HC Deb 05 December 1991 vol 200 cc388-9
8. Mr. Paice

To ask the Secretary of State for the Home Department what representations he has received regarding increases in the incidence of ram-raiding.

Mr. John Patten

I have received representations from the London and Provincial Antique Dealers Association and from Sir Stanley Bailey, the former chief constable of Northumbria police.

Mr. Paice

Despite the short list that my right hon. Friend read out, he will be aware that the problem of ram-raiding is increasing substantially in parts of the country. The difficulty with that type of crime is that, because of the speed with which it is executed, burglar alarms and security systems are relatively ineffective. The only way to protect property is by the construction of bollards and barriers, but that requires the consent of landlords and planning authorities. Will my right hon. Friend do all that he can to open a dialogue with representatives of landlords and planning authorities so that they can encourage and enable retailers to erect something to protect their property?

Mr. Patten

That is a very constructive suggestion and I will certainly discuss it with my hon. Friend the Minister for Housing and Planning. I know that in some parts of the country, notably in the north-east, one or two local authorities have made it rather difficult for protective street furniture to be erected along the sides of roads where there has been ram-raiding. In my hon. Friend's own area in Cambridgeshire there have been no recent incidents. There have been many more incidents in the north-east, in particular, and that is why the recent transfer of Mr. J. A. Stevens from being deputy chief constable of Cambridgeshire will doubtless be welcomed in Northumbria. Cambridgeshire's loss is Northumbria's gain.

Mr. Bermingham

Does the Minister agree that the next time one of these offenders comes before the courts for sentencing, if the sentence does not contain a deterrent element, bearing in mind the increase in this type of crime, it would be wise for the Home Office to seek the guidance of the Attorney-General so that the sentence can be referred to the Court of Appeal, which could then lay down a guideline sentence for this type of crime which contains a deterrent element?

Mr. Patten

Again, I welcome the hon. Gentleman's constructive suggestion. I shall draw his views to the attention of my right hon. and learned Friend the Attorney-General. The decision on whether to lay down guideline sentences is for the Lord Chief Justice, the deputy chief justice and others in the Appeal Court, not for me.

Mr. Janman

Although I agree with the sensible suggestion of my hon. Friend the Member for Cambridgeshire, South-East (Mr. Paice), does my right hon.

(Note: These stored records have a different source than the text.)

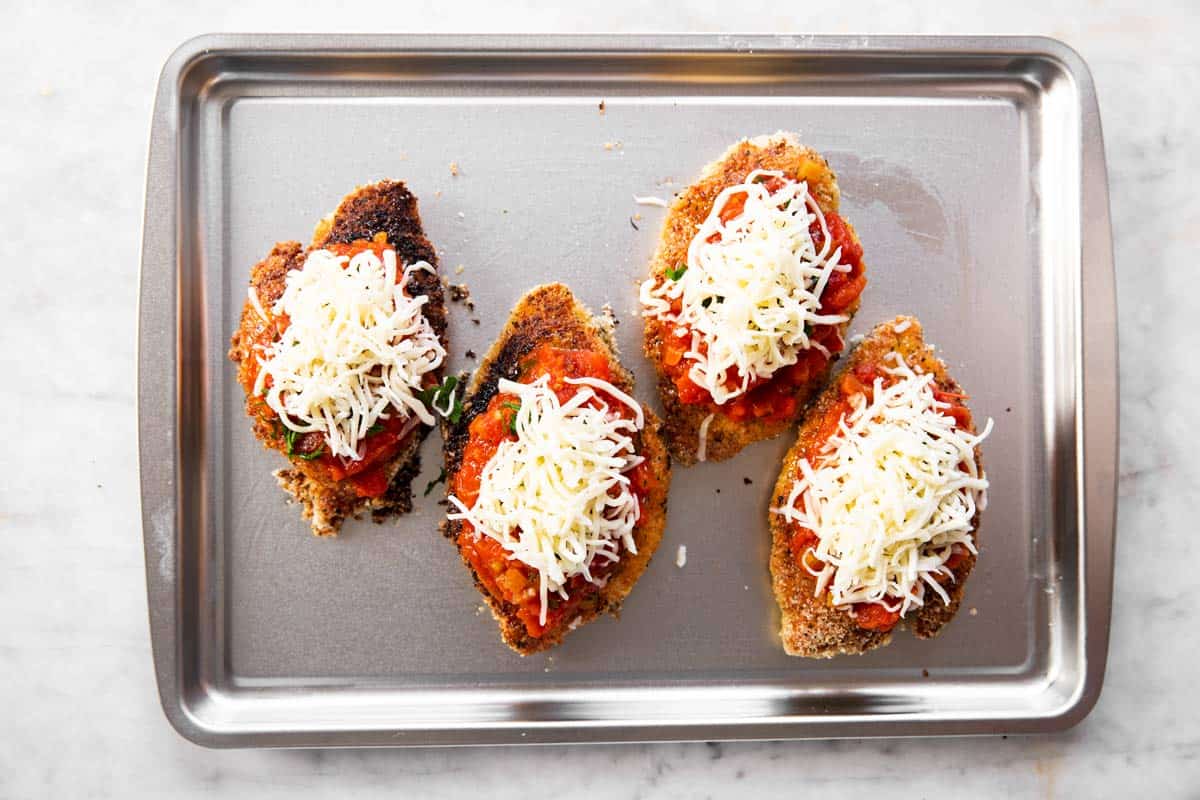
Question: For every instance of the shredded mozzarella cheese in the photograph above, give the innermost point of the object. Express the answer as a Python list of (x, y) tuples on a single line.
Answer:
[(892, 494), (751, 296), (558, 497), (702, 446), (355, 349)]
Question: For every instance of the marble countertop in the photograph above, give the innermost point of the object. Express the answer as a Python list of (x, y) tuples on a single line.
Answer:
[(78, 709)]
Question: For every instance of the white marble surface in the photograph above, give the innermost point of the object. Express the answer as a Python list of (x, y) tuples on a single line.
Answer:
[(78, 710)]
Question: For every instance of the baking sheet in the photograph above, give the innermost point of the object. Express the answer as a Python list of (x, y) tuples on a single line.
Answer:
[(972, 169)]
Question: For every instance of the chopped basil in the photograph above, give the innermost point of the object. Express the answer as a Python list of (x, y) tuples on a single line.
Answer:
[(437, 398), (439, 479), (513, 420)]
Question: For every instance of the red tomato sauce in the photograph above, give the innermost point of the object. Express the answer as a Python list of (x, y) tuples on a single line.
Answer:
[(508, 578), (803, 541), (772, 398), (367, 475)]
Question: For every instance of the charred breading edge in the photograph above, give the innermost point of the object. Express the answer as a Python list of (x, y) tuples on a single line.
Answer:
[(780, 151), (810, 625), (389, 208), (550, 314)]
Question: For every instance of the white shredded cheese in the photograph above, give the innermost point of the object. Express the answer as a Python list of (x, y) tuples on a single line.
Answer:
[(892, 494), (558, 497), (355, 349), (702, 446), (750, 296)]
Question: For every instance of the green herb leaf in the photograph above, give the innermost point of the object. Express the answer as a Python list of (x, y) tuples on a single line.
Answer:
[(437, 397), (439, 479), (513, 420)]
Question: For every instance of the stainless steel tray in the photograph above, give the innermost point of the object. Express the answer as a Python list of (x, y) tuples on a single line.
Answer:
[(975, 172)]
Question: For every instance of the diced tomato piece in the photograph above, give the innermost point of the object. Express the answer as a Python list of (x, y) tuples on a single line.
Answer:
[(874, 617), (733, 206), (840, 295)]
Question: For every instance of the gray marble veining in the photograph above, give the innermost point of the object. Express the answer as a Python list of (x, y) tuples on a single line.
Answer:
[(78, 711)]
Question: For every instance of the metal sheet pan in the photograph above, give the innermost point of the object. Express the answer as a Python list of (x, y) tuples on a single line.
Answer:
[(973, 169)]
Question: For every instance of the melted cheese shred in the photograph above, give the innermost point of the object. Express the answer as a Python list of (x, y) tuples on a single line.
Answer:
[(558, 497), (892, 494), (751, 296), (355, 349)]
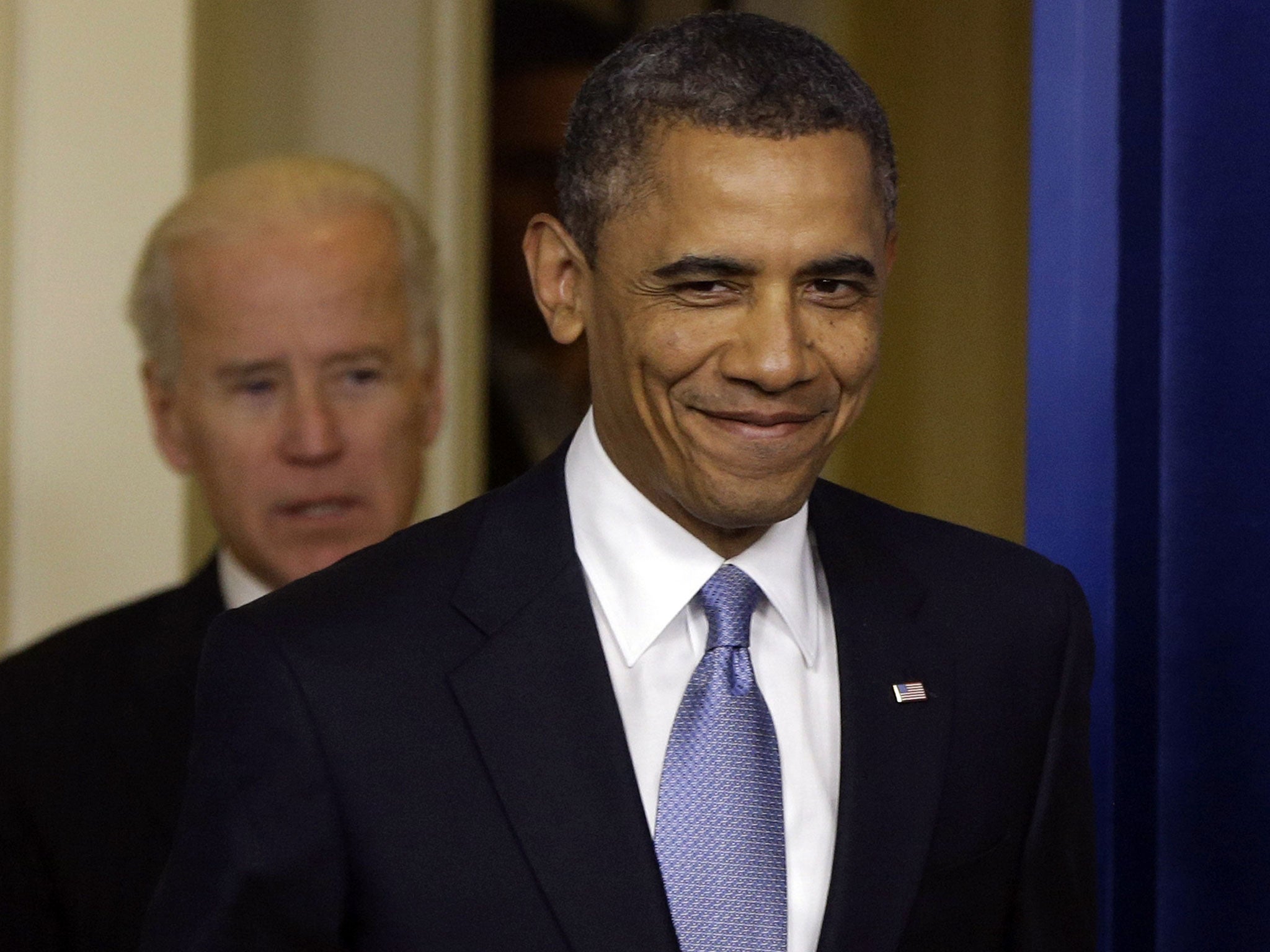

Friend agree that we must try to prevent these crimes from happening and that the best way to do that is for him to instruct magistrates courts throughout the country to pass very harsh sentences on those who are convicted of this outrageous abuse of private property?

Mr. Patten

I agree entirely that this is an outrageous invasion of private property, but I am sure that the House would not want Ministers to be able to instruct the judiciary to do anything, because we value its independence. A range of serious and severe penalties is available for those who are convicted of ram-raiding—for example, if robbery is involved, up to life imprisonment.